POR: Can you give us your latest updated perspective on the shale gas story?
Art Berman: You have to acknowledge that shale gas is a relatively new and significant contribution to North American supply. But I don’t believe it’s anywhere near the magnitude that is commonly discussed and cited in the press. There are a couple of key points here. First the reserves have been substantially overstated. In fact I think the resource number has been overstated.
If you investigate the origin of this supposed 100-year supply of natural gas…where does this come from? If you go back to the Potential Gas Committee’s [PGC] report, which is where I believe it comes from, and if you look at the magnitude of the technically recoverable resource they describe and you divide it by annual US consumption, you come up with 90 years, not 100. Some would say that’s splitting hairs, yet 10% is 10%. But if you go on and you actually read the report, they say that the probable number-I think they call it the P-2 number-is closer to 450 Tcf as opposed to roughly 1800 Tcf. What they’re saying is that if you pin this thing down where there have actually been some wells drilled that have actually produced some gas, the technically recoverable resource is closer to 450. And if you divide that by three, which is the component that is shale gas, you get about 150 Tcf and that’s about 7 year’s worth of US supply from shale. I happen to think that that’s a pretty darn realistic estimate. And remember that that’s a resource number, not a reserve number; it has nothing to do with commercial extractability. So the gross resource from shale is probably about 7 years worth of supply.
For a project that a colleague and I did for a client, I actually went in and looked at all the shale plays and assigned some kind of a resource number to them. I also used some work that was done by Wendell Medlock at Rice University’s Baker Institute. He did an absolutely brilliant job of independently determining what the size of the resource plays in Canada and the US might be.
The resource hasn’t been misrepresented but the probable component has not been properly explained as a much smaller component of the total resource; I guess they just didn’t read the PGC’s report carefully enough. If you take the proved reserves plus the report’s probable technically recoverable number, we have something like 25 years of natural gas supply in North America, which is quite a bit. It’s a lot. I don’t say any of this to give shale gas a bad name.
The other interesting thing about the PGC’s report that nobody seems to pay attention is this: they said there is something like 650 Tcf of potential shale gas. Well, there’s 1000 Tcf of something else. What’s the something else? It’s conventional reservoirs plus non-shale/non-coalbed-methane unconventional reservoirs. So there’s 70 percent more resource in better quality rocks than shale. It just astonishes me that nobody has paid any attention to that.

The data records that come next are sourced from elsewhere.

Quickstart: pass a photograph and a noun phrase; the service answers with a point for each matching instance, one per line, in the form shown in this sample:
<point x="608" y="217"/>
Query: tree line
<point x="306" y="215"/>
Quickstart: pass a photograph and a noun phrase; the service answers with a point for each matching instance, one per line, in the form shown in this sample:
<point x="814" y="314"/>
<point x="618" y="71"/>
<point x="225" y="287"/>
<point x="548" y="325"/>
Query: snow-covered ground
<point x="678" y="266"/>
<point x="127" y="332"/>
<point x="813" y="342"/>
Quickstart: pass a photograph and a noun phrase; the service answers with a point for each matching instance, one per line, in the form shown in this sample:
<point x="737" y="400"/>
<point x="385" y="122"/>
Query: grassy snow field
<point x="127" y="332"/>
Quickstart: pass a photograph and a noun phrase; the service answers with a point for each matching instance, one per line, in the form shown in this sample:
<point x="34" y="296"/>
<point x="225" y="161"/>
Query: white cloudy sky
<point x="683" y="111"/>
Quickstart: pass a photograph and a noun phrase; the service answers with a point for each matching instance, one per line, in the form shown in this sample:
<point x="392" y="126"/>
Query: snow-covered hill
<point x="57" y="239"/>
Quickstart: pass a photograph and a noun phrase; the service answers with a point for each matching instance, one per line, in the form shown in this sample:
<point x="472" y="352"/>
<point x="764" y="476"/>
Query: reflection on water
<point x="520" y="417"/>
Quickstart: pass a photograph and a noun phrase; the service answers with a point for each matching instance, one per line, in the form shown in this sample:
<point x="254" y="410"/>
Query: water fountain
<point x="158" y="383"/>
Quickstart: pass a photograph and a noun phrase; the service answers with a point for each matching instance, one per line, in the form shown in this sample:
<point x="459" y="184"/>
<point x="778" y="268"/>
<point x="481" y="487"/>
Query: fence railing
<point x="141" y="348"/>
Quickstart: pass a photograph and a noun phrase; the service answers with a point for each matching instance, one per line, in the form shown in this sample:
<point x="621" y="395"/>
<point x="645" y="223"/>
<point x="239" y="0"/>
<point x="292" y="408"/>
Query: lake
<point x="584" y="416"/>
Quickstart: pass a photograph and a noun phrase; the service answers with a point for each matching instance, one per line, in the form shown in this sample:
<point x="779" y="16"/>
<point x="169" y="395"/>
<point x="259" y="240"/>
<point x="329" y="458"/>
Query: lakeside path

So that’s the simple view. And then the other thing that we see empirically is that if you look at any of these individual shale-gas plays-whether it’s the Haynesville or the Barnett or the Fayetteville-they all contract to a core area that has the potential to be commercial that is on the order of 10 to 20 percent of the geographic area that was originally represented as all being the same. So if you take the resource size that’s advertized-say for the Haynesville shale, something like 250 Tcf-and you look at the area that’s emerging as the core area, it’s less than 10 percent of the total. So is 25 Tcf a reasonable number for the Haynesville shale? Yeah, it probably is. And it’s a huge number. But the number sure is not 250 Tcf, and that’s the way all of these plays seem to be going. They remain significant. It hasn’t been proved to me yet that any of it is commercial, but they’re drilling it like mad, there’s no doubt about it.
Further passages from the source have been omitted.